Tireless Tracker is often seen as a tool in midrange decks as a threat that can snowball and draw cards while you use interactive elements to slow your opponent down and draw the game out.
However, today's deck is not one of those decks.
Rather, today's deck is a full-on ramp deck, looking to trigger Tireless Tracker early and often, while leveraging the extra mana gained to make clues and draw cards at an accelerated rate. Then you do something huge like Hydroid Krasis or Alrund's Epiphany and call it a day!
Time Stamps:
04:13 - Match 1
25:41 - Match 2
36:47 - Match 3
Turboland | Explorer | Jim Davis
- Creatures (20)
- 4 Arboreal Grazer
- 4 Hydroid Krasis
- 4 Leafkin Druid
- 4 Risen Reef
- 4 Tireless Tracker
- Planeswalkers (4)
- 1 Ugin, the Spirit Dragon
- 3 Nissa, Who Shakes the World
- Instants (4)
- 4 Growth Spiral
- Sorceries (3)
- 3 Alrund's Epiphany
- Lands (29)
- 2 Island
- 5 Forest
- 1 Boseiju, Who Endures
- 1 Otawara, Soaring City
- 2 Hall of Storm Giants
- 2 Lair of the Hydra
- 4 Barkchannel Pathway // Tidechannel Pathway
- 4 Breeding Pool
- 4 Dreamroot Cascade
- 4 Fabled Passage
- Sideboard (15)
- 1 Ugin, the Spirit Dragon
- 3 Aether Gust
- 3 Mystical Dispute
- 2 Negate
- 2 Scavenging Ooze
- 4 Elder Gargaroth
That was a nice run!
The land-based ramp available in Explorer is very good, but is built in a way where you need to play a lot of lands in your deck to ensure that it works. You can't ever afford to cast an Arboreal Grazer or Growth Spiral and not put an extra land in play. This please that there are an amazing 29 lands in the deck!

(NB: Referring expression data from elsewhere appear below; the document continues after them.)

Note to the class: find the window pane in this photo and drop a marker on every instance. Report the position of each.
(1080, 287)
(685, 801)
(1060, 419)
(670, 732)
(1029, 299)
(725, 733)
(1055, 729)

However, with Tireless Tracker and Hydroid Krasis, it's not hard to turn all that mana in to more cards. You've got some top end like Alrund's Epiphany and Ugin, the Spirit Dragon, but what's nice is that the deck isn't full of 8 and 10 mana cards to flood on. With half of your payoffs being creature lands or Tireless Tracker, you always have something to do with your mana.
Throw in some sideboard counterspells for control and combo decks as well as a full playset of Elder Gargaroth for the aggressive decks and you've got a deck that's well capable of going over the top of the format!